Right now? Very empty. Hotels, other guests, communal breakfast rooms, etc all provide a veneer of companionship when you’re a solo traveller. Self catering, in a nice, but nevertheless anonymous third floor apartment, throws you back on yourself, makes you reflective, and vocalises that inner dialogue. That’s a posh way of saying I talk to myself and to my furry travelling companion, of course.
There’s a great freedom in not having to get up for a predetermined breakfast time, etc, but the added overhead that, if you want it done, you’re going to have to do it yourself. No one to replace your towels, make your bed each day, etc! On the up side, I can have a cup of tea made with properly boiled water, though. I’d been craving that for a fortnight. Most French supermarkets here have an “Anglais” section (though why no German, Italian, or Japanese one?) and I’ve even been able to buy Tetley teabags!
“A complete unknown…”
Until last year, I hardly knew Chamonix. I’d stayed a few days here and there, and stayed quite nearby. Like it to me, I was a stranger. Visit somewhere often enough and your face gets known. I feel privileged that there are places in the Dolomites where I have become recognised as a regular. Not so in Chamonix. I felt very familiar with the place when it came to going home time last year. There was physical pain in that parting, if I’m honest. That’s why it’s so good to be back, even for a far shorter stay. But to Cham, its people and shopkeepers, I’m still just another nameless white face.
“With no direction home…”
Very true. I have a week when I’m finished here, before I’m due on board Le Shuttle. I left the details of that week empty, save for the Channel crossing date, and I was sure that “something” would occur to me in the preceding six weeks with which to fill the days. Well, not yet, it hasn’t. It’s probably down to having too much choice (lucky me).

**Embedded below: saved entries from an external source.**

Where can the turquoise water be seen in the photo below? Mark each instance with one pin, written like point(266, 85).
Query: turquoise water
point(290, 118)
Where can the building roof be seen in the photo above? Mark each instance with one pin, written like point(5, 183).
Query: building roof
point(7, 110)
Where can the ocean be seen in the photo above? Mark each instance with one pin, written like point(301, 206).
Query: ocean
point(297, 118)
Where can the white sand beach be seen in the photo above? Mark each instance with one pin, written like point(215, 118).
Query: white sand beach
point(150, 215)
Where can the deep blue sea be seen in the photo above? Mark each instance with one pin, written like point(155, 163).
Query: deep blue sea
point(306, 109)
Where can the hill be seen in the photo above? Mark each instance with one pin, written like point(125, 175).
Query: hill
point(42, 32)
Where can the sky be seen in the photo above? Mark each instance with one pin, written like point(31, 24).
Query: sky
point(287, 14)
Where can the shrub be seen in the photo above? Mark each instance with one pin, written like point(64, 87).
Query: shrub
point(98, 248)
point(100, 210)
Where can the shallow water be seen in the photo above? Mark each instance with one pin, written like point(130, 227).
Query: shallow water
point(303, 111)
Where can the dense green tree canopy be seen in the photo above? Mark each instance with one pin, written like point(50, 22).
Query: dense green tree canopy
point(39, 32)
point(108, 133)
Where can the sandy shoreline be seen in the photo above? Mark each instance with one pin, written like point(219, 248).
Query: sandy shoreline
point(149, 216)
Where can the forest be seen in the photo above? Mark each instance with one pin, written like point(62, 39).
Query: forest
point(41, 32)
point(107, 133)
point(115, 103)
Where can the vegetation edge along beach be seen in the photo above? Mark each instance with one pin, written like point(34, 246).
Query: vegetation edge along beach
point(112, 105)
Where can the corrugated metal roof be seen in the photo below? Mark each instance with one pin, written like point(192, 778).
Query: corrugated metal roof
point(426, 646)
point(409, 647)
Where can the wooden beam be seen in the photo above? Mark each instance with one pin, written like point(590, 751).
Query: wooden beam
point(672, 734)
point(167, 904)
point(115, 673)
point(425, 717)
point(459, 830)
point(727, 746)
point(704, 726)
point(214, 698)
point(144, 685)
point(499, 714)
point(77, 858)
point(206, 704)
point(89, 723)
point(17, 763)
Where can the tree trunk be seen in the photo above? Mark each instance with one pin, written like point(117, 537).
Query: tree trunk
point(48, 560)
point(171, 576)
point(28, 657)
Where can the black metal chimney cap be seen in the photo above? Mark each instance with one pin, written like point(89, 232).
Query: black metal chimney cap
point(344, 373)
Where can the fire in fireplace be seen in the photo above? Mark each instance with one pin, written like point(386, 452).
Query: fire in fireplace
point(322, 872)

Unfortunately, I’ve been beating myself up about not spending longer in the Dolomites. Too far away now to go back there again before heading home, sadly.
“Like a rolling stone.”
So, I literally don’t know where I will be this time next week. I’m getting close to the boundaries of my travelling comfort zone! This has been a bit of a “consolidating” journey. I’ve not really been anywhere new to me, but have enjoyed finding out why I love some of the places I’ve been. Distance, they say, lends enchantment. True enchantment to me is stuff like walking down the main street in Cortina d’Ampezzo and almost saying out loud “My God, I love this place!” (Which I did, recently.)
I expect something will turn up. Maybe I should insist to myself it be somewhere new?